Please deh, lulusan Magister berbicara dan bertindak seperti itu???!! Bukannya saya mau nge-judge, tapi kenapa sih hanya karena masalah belum dapat pekerjaan sudah mau minta bunuh diri. Dulunya sih, dia pernah bekerja sebagai dosen tapi sekarang sudah tidak.

Hmmm... soal lapangan pekerjaan di Indonesia memang tidak merata jika dibandingkan dengan jumlah penduduk yang ada. Sebenarnya kita juga nggak bisa menyalahkan sistem atau pemerintah sih tapi harus lihat dari berbagai sudut. 

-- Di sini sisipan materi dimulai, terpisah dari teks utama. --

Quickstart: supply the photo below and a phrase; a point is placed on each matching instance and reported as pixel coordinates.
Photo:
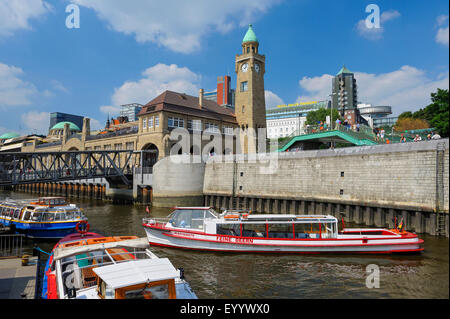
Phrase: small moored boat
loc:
(88, 265)
(44, 217)
(234, 231)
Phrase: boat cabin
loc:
(32, 212)
(245, 224)
(137, 279)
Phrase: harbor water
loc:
(288, 276)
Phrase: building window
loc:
(194, 125)
(244, 86)
(227, 130)
(175, 122)
(211, 127)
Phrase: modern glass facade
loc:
(57, 117)
(131, 111)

Dulu, saya juga pernah merasakan apa yang dirasakan oleh R. Lulus dari bangku kuliah S1 ternyata nggak langsung membuat saya mudah mencari pekerjaan sesuai passion. Di-underline ya, sesuai passion. Kalau mencari pekerjaan untuk memperoleh uang yang banyak, mungkin sudah dari dulu saya menerima tawaran kerabat keluarga untuk kerja di Bank atau di kantor lain. Mungkin sudah dari dulu saya getol ngurus buat daftar PNS sesuai informasi yang sering banget saya dapat dari sanak saudara serta tetangga. Tapi, cara berpikir saya tidak mengarah ke situ. Kenapa? Karena tujuan utama saya adalah mencari pekerjaan yang mana saya bisa nyaman bekerja di bidang itu dan jika perlu sesuai dengan passion serta latar belakang pendidikan. Saya sudah berkali-kali apply pekerjaan menjadi HRD, tapi tak ada perusahaan yang melirik. Itu mungkin karena saya kurang lihai membuat mereka tertarik. Tapi, dalam masa pengangguran itu, saya sadar ada sesuatu yang paling tidak bisa saya lakukan untuk mengisi kekosongan.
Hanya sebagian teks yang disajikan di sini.